Named a terrorist and sentenced to death without trial, Hortense described to us her horrific treatment given by her German captors. She described details of being forced to undergo experimental surgery and sterilisation to examine ways of preventing contamination of pure Aryan stock. She also stated she narrowly avoided losing one of her legs, as she was forcibly held down while she was injected in the thigh to bring about gangrene. This produced the German's intention to amputate her leg, but another German doctor for some reason decided not to proceed with the amputation. This situation developed into a long and painful recovery in regaining the use of her saved leg.

She spent 18 months in the camp before it was liberated by the Russians at the end of the war. During this time she was used as a human guinea pig forced to take part in medical experiments for a post-war plan of compulsory mass sterilization of undesirable elements of the population. Despite being subjected to this inhuman and barbaric treatment, Hortense fulfilled her ambition to have children sixteen years after her marriage. She met her future husband Sydney Clews, a British soldier, the day she arrived back in her home town of Louvain after being freed.

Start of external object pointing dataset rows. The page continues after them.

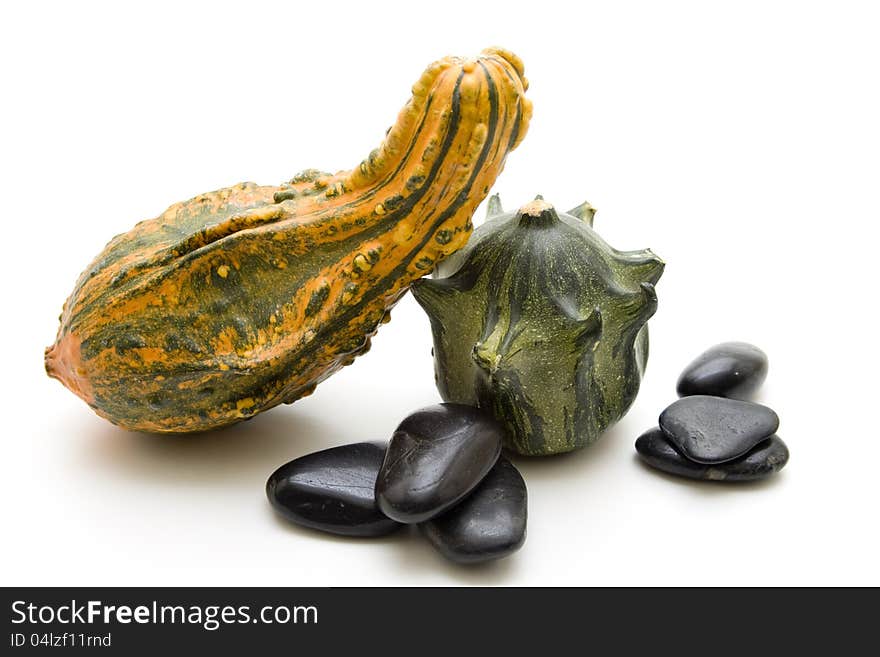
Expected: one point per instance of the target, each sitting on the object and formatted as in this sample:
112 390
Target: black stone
765 458
490 523
333 491
436 456
730 369
714 429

Obviously, Hortense's chosen youthful, patriotic but highly dangerous fife-style in assisting the Allies had been on a daily knife-edge. She was daily open to the threat of interrogation, arrest and despatch to a concentration camp. But when describing her experiences to us in the 1990s, she expressed no regrets for her eventual fate, but still expressed her distaste for Germany and firmly believed it was right to oppose the evil activities of the Nazi regime.

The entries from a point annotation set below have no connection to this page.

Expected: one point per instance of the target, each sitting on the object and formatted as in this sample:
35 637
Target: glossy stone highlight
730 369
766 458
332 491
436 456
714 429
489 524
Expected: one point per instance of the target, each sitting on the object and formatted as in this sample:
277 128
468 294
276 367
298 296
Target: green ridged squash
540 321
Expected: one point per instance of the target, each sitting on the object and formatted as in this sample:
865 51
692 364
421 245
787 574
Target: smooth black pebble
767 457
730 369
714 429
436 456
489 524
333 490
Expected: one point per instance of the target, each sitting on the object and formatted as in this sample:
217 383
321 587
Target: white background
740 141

Hortense's brother Francois had evaded capture and traced his father to Buchenwald at the end of hostilities; while about the same time Hortense and her mother returned from Sweden to where they had been hurriedly taken by the Swedish Red Cross. With the defeat of Germany, the priority at that time of confusion being to evacuate inmates from concentration camps as quickly as possible from the horrific conditions prevalent in Nazi Germany.

For her service to Allied Forces, Hortense was appointed as a Knight of the Order of Leopold 11, the Belgian Croix de Guerre and the Medal of Resistance. She also became a Freeman of the City of London, and a Freeman of Newcastle under Lyme, her adopted town. Other Honours were bestowed by the Belgian and USSR governments, and one in which she took great pleasure; attending meetings as an Honorary Member of The Aircrew Association.

Although co-author of the book "Child At War," Mark Bles (1990), which she brought along and discussed with us at aircrew meetings, Hortense was reluctant to talk about her wartime experiences at her adopted home town in Staffordshire. Residents stated she was extremely caring for her children the German medical experiments tried to make her incapable of having. She worked as a hospital volunteer, but suffered in later life from concentration camp injuries, and was understandably less inclined to recall those painful memories. It was therefore a privilege to have heard some of her experiences at first hand, and a great honour to have met this `Lady of Courage' whose work in assisting Allied aircrew in times of grave danger should never be forgotten.